O Ministério Público do Estado do Pará conduz uma investigação envolvendo o prefeito de Ananindeua, Daniel Santos, mais conhecido como Dr. Daniel (PSD). O procedimento analisa suspeitas de uso de recursos ligados a contratos públicos para aquisição de bens particulares.
O caso ganhou repercussão após reportagem exibida pelo programa Fantástico, que citou a compra de uma mansão no Ceará com depósitos realizados por empresas que prestam serviços à prefeitura.

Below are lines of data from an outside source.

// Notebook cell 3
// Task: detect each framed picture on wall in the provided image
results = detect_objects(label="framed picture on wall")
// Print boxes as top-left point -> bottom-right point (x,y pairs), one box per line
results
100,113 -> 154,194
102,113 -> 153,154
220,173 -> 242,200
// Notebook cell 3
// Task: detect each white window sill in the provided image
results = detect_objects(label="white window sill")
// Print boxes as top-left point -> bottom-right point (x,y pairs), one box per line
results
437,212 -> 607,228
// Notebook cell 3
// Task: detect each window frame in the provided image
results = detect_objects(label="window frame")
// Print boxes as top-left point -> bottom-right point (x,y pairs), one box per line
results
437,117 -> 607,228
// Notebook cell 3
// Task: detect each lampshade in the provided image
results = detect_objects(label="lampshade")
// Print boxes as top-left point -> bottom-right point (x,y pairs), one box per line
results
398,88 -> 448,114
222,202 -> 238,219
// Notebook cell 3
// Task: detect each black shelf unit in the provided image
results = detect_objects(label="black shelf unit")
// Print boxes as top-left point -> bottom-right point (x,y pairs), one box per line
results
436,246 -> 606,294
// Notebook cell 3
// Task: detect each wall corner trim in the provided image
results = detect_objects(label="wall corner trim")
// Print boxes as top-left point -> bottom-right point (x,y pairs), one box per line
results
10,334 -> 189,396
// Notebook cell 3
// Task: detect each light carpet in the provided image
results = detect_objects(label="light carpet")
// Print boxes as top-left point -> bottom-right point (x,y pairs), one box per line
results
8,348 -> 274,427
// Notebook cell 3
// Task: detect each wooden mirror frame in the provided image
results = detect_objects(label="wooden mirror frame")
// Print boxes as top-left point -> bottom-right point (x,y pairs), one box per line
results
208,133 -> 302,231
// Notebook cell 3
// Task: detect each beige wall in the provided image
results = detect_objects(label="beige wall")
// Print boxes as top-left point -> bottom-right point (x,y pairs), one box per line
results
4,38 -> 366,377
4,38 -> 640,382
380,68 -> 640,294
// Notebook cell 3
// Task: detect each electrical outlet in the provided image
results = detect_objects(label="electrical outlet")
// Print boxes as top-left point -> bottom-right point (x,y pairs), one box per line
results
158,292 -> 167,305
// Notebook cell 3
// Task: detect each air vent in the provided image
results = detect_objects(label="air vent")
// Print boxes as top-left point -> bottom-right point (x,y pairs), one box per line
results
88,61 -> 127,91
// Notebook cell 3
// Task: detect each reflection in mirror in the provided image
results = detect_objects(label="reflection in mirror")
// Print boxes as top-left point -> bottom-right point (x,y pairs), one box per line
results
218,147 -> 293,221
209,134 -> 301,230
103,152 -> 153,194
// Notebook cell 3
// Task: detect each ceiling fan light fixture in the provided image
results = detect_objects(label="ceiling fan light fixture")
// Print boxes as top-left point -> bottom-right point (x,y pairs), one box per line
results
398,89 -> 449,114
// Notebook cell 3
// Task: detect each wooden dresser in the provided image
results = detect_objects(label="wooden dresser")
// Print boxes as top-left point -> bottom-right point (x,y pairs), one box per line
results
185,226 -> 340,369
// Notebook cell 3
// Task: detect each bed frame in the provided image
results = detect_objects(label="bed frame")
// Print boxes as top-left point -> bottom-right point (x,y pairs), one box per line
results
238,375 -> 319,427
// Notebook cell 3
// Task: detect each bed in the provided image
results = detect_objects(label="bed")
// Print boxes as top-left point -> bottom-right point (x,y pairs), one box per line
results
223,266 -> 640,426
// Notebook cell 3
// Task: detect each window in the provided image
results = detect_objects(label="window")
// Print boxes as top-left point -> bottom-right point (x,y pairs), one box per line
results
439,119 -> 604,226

Paralelamente, outra investigação jornalística conduzida pelo repórter Adriano Wilkson reuniu documentos, áudios e registros de conversas sobre a negociação de uma fazenda no município de Tomé-Açu. Segundo a apuração, o imóvel rural teria sido adquirido por cerca de R$ 16 milhões.

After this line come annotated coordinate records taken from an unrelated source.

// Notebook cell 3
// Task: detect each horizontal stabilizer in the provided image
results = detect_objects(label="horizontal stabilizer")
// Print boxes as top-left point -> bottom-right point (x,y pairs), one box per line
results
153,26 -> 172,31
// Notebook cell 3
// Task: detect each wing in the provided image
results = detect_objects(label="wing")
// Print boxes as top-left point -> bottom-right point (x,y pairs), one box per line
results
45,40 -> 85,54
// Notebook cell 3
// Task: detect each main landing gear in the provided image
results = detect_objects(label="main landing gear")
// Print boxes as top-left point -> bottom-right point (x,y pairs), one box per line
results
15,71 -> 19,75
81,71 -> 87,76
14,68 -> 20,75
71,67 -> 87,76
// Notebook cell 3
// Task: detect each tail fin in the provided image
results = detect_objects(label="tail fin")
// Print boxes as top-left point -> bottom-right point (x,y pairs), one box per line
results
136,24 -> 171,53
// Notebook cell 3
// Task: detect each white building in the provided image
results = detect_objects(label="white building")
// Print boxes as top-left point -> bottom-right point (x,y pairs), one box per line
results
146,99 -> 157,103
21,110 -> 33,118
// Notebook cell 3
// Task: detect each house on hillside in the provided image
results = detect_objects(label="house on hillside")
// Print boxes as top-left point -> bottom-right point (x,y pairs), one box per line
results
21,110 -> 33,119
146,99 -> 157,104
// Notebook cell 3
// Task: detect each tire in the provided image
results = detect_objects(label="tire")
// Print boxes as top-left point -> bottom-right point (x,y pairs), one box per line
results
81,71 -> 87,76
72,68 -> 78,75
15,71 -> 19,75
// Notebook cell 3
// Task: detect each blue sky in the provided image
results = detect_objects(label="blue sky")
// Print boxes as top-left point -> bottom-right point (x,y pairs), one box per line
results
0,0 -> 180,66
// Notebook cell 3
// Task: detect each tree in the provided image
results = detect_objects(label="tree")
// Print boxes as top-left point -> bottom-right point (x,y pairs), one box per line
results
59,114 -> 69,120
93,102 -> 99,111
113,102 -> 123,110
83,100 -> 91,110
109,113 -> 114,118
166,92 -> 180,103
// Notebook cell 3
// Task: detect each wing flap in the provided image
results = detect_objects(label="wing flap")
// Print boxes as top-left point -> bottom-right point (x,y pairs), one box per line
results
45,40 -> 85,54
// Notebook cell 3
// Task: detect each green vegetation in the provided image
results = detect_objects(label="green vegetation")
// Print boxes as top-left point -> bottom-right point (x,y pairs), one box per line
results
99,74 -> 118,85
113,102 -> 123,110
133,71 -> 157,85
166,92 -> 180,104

Diferença entre os dois casos
Embora a mansão no Ceará e a fazenda investigada sejam negócios distintos, as apurações apontam que as duas negociações teriam utilizado estruturas semelhantes de pagamento envolvendo empresas com contratos públicos.
A investigação jornalística publicada por Adriano Wilkson detalha a compra da fazenda de gado localizada em Tomé-Açu, com área superior a 3 mil hectares. Em mensagens atribuídas ao prefeito, registradas em 2019, o próprio gestor menciona o valor da negociação.
O montante chama atenção porque, um ano antes, durante o período eleitoral, Daniel Santos havia declarado patrimônio de R$ 352 mil à Justiça Eleitoral.
Áudios e mensagens sobre a negociação
Material reunido na investigação inclui áudios e prints de conversas que mostram tratativas sobre valores e formas de pagamento da propriedade.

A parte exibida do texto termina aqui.